曾几何时,拜腾汽车是与蔚来、小鹏并驾齐驱的造车新势力“四小龙”,头顶“宝马i8之父”毕福康和英菲尼迪营销鬼才戴雷的光环,手握84亿元融资,被视为最有可能挑战特斯拉的明星企业。
然而短短几年间,这家公司却以烧光84亿仅造出36辆试验车、北美办公室豪掷5000万元采购零食的荒唐结局收场,最终在2023年宣告破产清算。
它的故事如同一面镜子,照出了资本狂欢下的盲目、管理失控的致命隐患,以及造车行业残酷的生存法则。
拜腾汽车在创始人冯长革的操盘下正式成立。和谐汽车作为中国豪华汽车经销商的身份,为拜腾攒起一个“高端局”:毕福康带着宝马i8的技术光环加盟,戴雷凭借英菲尼迪的营销战绩掌舵市场,前沃尔沃中国CEO付强亦位列核心团队。
这支阵容吸引来腾讯、富士康、宁德时代等巨头的投资,甚至一度傲娇地拒绝国企的B 轮追投。短短两年,拜腾融资84亿元,在南京建立工厂,在北美硅谷设立研发中心,宣称要打造“下一代智能终端”。
拜腾推出首款概念车M-Byte,48英寸超长大屏、手势交互系统惊艳全场,意向订单一度突破6万台。然而高光之后,危机悄然浮现。

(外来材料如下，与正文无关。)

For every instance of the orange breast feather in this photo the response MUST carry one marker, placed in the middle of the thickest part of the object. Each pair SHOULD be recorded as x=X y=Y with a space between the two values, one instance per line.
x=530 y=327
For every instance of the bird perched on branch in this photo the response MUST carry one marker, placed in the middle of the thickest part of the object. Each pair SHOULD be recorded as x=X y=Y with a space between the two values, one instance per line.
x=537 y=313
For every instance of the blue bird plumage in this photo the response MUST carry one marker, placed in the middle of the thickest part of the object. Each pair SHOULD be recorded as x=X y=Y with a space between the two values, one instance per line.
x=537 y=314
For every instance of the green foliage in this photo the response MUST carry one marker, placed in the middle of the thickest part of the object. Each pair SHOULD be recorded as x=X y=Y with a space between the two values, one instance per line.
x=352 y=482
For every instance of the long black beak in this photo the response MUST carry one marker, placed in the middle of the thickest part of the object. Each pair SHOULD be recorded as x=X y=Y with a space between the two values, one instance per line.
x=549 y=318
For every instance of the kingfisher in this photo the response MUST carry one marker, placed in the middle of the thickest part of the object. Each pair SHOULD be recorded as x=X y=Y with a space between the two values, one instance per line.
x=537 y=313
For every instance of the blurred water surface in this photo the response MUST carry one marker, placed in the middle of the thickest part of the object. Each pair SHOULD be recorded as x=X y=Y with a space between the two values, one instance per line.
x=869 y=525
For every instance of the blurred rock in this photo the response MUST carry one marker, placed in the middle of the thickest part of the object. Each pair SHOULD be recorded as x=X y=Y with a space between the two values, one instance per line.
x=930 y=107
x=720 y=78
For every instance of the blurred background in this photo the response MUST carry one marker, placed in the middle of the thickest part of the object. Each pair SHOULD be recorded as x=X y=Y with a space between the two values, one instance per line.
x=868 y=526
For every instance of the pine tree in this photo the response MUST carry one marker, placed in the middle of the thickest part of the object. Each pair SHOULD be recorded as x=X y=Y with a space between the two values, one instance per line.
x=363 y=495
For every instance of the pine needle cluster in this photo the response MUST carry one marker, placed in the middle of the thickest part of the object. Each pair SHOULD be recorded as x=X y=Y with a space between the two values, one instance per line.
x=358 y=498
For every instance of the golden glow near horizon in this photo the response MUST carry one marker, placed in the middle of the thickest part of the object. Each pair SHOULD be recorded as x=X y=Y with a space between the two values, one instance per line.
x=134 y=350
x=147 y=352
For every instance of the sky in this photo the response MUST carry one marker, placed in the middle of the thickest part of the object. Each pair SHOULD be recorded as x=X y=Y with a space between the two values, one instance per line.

毕福康与戴雷的权力斗争逐渐公开化:北美团队掌握核心技术决策权,中国团队连本土化修改都需跨洋审批;董事会9票表决权中,毕福康借冯长革的3票制约戴雷,导致内部决策陷入僵局。
毕福康卸任CEO转投艾康尼克,戴雷接任后量产计划一再推迟,资金链迅速断裂。烧钱的速度远超造车进度。2018年,拜腾以1元价格收购一汽华利,实际承担8亿元债务,只为获取造车资质,却未对原有产线做任何改造。
相比之下,蔚来选择江淮代工仅耗资5亿元,小鹏自建工厂分三期投入40亿元,拜腾的“土豪式”采购显得尤为扎眼:近亿元将整车控制器外包给博世,而市场价仅需数百万元。
中国区员工一盒名片成本上千元,德国进口工服一套数千元;参加北美CES展时,空运展车花费30万美元,远超市场价11万元。
最引发舆论哗然的是北美办公室的“零食黑洞”。300人团队一年零食采购费高达700万美元(约5000万元人民币),平均每人年消耗2万美元零食。
与此同时,拜腾南京工厂因拖欠供应商货款被迫停工。2020年5月,账面资金仅剩100多万美元,戴雷在员工大会上承认拖欠工资9000万元,同年7月宣布中国区业务暂停运营。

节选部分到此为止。